La tragédie de l’effondrement d’un barrage au Laos, met hélas en lumière une pratique qui un jour ou l’autre devait aboutir à une catastrophe. Le pays ambitionne de devenir “la pile d’Asie du Sud-est”, et pour cela des dizaines d’ouvrages hydroélectriques sont en construction, afin de pouvoir vendre cette énergie aux pays voisins. Cependant, on ne peut que regretter que tout ceci soit réalisé trop vite et de manière trop désordonnée.

Si l’ambition est noble pour ce pays en proie à de nombreuses difficultés économiques, le prix à payer est exorbitant. La rupture d’un barrage a libéré 500 millions de tonnes d’eau, fait des centaines de morts et a provoqué de graves inondations, qui atteignent désormais le Cambodge voisin.

Olivier Evrard, spécialiste du Laos joint par l’AFP, explique “le nombre d’ouvrages est totalement disproportionné par rapport aux capacités de contrôle du pays. Les autorités de supervision, n’ayant pas les qualifications et les connaissances nécessaires, s’en remettent aux puissantes entreprises étrangères qui construisent ces structures”.

Il est vrai, que la tentation est forte, car le pays est très pauvre et la situation ne s’améliore pas vraiment avec la baisse continuelle des exportations de bois et la production des mines d’or et de cuivre depuis plusieurs années. L’Etat, voudrait tirer profit du relief montagneux, qui dispose d’un remarquable potentiel hydroélectrique.

Du coup, ce sont plus de 50 projets, financés principalement par le voisin chinois, qui sont en cours de réalisation. Il faut rajouter une quarantaine de centrales hydroélectriques, qui sont déjà en activité.

De telles infrastructures et leur nombre ne peuvent pas rester sans effet sur l’écosystème.
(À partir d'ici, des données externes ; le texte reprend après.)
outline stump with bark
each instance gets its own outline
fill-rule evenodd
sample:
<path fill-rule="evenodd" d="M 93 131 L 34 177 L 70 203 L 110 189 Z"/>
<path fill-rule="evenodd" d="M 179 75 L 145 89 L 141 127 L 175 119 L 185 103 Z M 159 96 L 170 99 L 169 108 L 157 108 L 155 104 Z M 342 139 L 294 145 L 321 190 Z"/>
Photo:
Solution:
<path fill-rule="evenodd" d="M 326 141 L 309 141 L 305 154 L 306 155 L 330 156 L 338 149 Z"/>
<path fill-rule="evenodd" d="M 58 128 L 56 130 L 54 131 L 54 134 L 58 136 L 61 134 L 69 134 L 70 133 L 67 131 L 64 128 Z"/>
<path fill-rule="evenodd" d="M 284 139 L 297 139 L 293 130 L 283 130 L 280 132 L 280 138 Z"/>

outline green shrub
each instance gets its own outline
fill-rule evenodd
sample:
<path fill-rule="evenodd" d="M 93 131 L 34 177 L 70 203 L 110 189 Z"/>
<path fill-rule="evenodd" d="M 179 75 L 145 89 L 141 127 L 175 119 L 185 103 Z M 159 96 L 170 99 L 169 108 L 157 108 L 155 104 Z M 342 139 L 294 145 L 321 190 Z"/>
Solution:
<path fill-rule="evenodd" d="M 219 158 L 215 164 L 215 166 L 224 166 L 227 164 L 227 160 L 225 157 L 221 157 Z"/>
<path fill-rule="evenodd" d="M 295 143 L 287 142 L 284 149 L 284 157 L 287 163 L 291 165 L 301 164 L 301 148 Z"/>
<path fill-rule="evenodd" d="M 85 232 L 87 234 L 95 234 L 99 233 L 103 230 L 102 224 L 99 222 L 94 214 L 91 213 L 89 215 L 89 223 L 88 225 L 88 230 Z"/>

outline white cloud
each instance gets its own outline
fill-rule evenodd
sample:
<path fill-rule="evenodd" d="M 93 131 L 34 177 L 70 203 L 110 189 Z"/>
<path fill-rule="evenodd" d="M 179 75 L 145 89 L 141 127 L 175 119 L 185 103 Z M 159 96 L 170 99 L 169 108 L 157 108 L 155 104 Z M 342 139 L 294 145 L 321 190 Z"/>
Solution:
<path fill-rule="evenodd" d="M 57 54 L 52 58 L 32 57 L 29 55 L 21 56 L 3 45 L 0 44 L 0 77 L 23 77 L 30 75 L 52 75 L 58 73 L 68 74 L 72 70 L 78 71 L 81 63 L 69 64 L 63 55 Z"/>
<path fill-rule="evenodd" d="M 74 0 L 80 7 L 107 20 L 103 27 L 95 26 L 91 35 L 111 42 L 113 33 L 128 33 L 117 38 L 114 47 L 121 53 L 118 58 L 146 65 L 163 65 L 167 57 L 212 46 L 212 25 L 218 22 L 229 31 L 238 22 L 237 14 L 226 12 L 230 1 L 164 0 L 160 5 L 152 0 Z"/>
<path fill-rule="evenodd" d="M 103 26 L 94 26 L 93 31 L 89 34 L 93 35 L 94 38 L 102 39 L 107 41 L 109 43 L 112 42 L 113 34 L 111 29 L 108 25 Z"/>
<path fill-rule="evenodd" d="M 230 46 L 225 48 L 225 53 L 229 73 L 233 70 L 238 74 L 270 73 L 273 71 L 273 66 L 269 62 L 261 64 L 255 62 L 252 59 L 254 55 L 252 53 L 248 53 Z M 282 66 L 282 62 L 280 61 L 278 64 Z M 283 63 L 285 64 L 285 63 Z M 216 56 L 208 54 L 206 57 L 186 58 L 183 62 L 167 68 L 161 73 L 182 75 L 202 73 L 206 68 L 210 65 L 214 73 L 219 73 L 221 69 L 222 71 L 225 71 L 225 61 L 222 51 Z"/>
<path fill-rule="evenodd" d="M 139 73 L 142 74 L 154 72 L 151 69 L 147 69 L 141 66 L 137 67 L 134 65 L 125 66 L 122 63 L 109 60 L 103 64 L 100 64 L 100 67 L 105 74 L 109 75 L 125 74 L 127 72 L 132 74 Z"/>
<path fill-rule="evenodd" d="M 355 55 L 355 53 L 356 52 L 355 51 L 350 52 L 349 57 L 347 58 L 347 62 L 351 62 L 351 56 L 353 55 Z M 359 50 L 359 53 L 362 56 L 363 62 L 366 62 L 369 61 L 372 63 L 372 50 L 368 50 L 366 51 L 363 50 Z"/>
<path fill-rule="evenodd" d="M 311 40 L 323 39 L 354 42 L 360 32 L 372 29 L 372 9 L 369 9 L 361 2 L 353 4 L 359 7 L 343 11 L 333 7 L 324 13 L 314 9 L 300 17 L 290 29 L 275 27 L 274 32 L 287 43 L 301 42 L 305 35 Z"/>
Outre les risques de rupture comme cela vient d’arriver, les ouvrages hydroélectriques laotiens posent plusieurs problèmes d’ordre environnementaux, économiques, sociaux et politiques.
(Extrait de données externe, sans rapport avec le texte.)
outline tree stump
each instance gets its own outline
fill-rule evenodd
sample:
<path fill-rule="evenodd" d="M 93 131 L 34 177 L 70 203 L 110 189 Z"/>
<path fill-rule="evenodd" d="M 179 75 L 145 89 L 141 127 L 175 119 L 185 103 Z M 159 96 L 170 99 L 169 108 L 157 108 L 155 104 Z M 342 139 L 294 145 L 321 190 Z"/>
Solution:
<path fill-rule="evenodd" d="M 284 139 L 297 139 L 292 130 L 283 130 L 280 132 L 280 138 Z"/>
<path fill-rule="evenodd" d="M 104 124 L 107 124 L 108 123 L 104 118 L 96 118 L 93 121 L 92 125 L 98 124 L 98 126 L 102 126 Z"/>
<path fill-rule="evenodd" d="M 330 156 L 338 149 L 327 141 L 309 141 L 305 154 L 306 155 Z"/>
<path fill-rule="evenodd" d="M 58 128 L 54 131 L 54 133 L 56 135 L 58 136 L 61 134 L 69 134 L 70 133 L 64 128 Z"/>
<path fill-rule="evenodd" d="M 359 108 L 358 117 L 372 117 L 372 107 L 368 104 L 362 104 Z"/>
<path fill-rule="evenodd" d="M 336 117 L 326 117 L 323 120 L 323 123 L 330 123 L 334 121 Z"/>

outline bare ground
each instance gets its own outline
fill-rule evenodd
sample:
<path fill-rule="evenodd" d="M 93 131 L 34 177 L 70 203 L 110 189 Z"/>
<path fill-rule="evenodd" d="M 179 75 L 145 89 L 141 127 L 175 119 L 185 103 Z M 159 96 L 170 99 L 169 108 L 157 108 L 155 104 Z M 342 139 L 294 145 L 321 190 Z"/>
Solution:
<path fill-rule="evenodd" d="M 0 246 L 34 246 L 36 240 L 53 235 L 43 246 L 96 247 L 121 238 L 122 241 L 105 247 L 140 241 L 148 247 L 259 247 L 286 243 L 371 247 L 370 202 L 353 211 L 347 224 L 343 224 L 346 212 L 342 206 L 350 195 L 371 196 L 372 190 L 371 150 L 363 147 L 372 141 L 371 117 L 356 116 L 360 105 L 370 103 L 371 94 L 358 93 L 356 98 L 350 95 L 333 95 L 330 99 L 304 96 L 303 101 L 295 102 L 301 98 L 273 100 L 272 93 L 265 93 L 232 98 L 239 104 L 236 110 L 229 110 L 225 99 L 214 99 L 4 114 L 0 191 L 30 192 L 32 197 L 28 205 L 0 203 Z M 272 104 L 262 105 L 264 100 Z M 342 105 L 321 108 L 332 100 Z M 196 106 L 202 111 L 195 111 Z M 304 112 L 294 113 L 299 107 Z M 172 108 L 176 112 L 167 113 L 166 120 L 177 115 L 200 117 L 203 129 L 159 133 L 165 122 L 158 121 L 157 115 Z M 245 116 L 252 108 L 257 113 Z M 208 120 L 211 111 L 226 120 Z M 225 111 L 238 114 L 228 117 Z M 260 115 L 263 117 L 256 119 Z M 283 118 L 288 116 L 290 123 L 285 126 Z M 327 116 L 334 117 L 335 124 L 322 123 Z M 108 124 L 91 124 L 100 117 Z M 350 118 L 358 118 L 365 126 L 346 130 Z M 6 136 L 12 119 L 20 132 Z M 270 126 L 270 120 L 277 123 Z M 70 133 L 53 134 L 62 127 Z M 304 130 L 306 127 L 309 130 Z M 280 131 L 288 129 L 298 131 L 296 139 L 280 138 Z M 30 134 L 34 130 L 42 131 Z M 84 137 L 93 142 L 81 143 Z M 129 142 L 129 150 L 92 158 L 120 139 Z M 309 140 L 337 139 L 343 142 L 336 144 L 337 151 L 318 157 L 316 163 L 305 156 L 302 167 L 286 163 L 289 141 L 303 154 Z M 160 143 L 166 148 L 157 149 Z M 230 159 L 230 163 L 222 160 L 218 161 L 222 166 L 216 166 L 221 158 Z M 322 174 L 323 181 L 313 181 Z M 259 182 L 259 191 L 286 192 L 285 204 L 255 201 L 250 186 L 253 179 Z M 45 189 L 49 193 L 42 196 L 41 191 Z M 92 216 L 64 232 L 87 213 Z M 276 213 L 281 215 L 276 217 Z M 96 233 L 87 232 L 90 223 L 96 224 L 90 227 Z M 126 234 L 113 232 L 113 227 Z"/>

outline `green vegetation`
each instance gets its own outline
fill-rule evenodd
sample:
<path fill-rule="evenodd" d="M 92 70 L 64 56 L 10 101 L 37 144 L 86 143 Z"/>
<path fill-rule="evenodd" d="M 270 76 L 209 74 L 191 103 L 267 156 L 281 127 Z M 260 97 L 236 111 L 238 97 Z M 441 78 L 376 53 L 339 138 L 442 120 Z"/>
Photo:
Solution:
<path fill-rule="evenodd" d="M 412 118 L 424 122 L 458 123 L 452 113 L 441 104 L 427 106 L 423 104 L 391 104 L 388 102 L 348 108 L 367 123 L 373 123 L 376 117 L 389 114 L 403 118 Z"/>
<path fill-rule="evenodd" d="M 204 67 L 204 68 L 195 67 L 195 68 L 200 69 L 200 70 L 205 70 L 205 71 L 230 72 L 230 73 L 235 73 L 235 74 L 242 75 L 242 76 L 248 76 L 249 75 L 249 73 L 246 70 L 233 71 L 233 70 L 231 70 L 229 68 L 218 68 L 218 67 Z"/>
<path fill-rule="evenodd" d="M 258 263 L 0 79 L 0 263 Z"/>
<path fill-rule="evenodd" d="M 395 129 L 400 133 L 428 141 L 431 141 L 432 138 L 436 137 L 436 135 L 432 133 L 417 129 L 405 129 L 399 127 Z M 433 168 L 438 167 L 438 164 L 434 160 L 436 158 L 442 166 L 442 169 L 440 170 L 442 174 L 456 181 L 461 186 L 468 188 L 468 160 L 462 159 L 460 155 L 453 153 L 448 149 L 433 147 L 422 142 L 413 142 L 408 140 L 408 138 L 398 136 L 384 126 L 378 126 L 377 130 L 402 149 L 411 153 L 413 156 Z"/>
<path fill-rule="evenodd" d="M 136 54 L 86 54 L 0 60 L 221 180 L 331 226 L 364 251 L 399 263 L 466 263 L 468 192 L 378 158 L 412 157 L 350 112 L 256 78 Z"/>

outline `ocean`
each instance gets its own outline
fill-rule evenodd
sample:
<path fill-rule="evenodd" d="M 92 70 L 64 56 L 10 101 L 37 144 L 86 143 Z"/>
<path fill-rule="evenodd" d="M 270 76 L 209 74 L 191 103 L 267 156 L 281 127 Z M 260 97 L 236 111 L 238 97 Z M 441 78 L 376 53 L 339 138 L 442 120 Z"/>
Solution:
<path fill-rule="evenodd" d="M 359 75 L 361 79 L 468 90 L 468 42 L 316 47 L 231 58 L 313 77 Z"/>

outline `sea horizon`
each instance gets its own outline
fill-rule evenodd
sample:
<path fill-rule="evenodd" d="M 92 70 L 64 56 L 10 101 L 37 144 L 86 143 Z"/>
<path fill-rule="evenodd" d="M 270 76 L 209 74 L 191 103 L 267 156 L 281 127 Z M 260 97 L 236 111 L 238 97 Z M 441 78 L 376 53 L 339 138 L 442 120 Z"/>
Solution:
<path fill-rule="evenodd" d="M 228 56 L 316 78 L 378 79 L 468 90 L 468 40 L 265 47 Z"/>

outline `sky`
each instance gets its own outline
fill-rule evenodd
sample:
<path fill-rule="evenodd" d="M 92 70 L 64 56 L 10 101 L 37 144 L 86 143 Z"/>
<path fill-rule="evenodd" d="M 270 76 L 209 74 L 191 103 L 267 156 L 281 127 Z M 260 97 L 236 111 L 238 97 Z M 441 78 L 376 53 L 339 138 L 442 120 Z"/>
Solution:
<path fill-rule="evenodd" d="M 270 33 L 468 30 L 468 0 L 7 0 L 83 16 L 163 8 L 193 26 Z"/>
De nombreux rapports indiquent une chute de la diversité et la quantité des poissons, ce qui a des conséquences sur la productivité des pêcheries du Mékong, réputées comme les plus importantes en eau douce du monde.

D’ailleurs, les habitants, qui sont souvent déplacés à cause des barrages, ne bénéficient pas directement des revenus dégagés. Contrairement à d’autres pays, aucune contrepartie n’est accordée.

La majeure partie de la production étant exportée notamment vers la Chine et surtout la Thaïlande. Pour exemple, 90 % de l’électricité produite par le barrage qui s’est effondré lundi, devaient ainsi être exporté vers le royaume et 10 % seulement redistribué localement.

Plus terribles encore, les recettes dégagées sont pour l’instant limitées, car de nombreux contrats stipulent que les centrales, exploitées en très grande majorité par des entreprises étrangères, seront cédées au gouvernement communiste laotien dans 20 ou 30 ans.

La dernière catastrophe finit cependant par inquiéter les pays voisins. Le gigantesque projet de barrage de Xayaburi sur le Mékong, est ainsi la source de vives tensions avec le Cambodge et le Vietnam, situés en aval, qui craignent d’en subir les conséquences.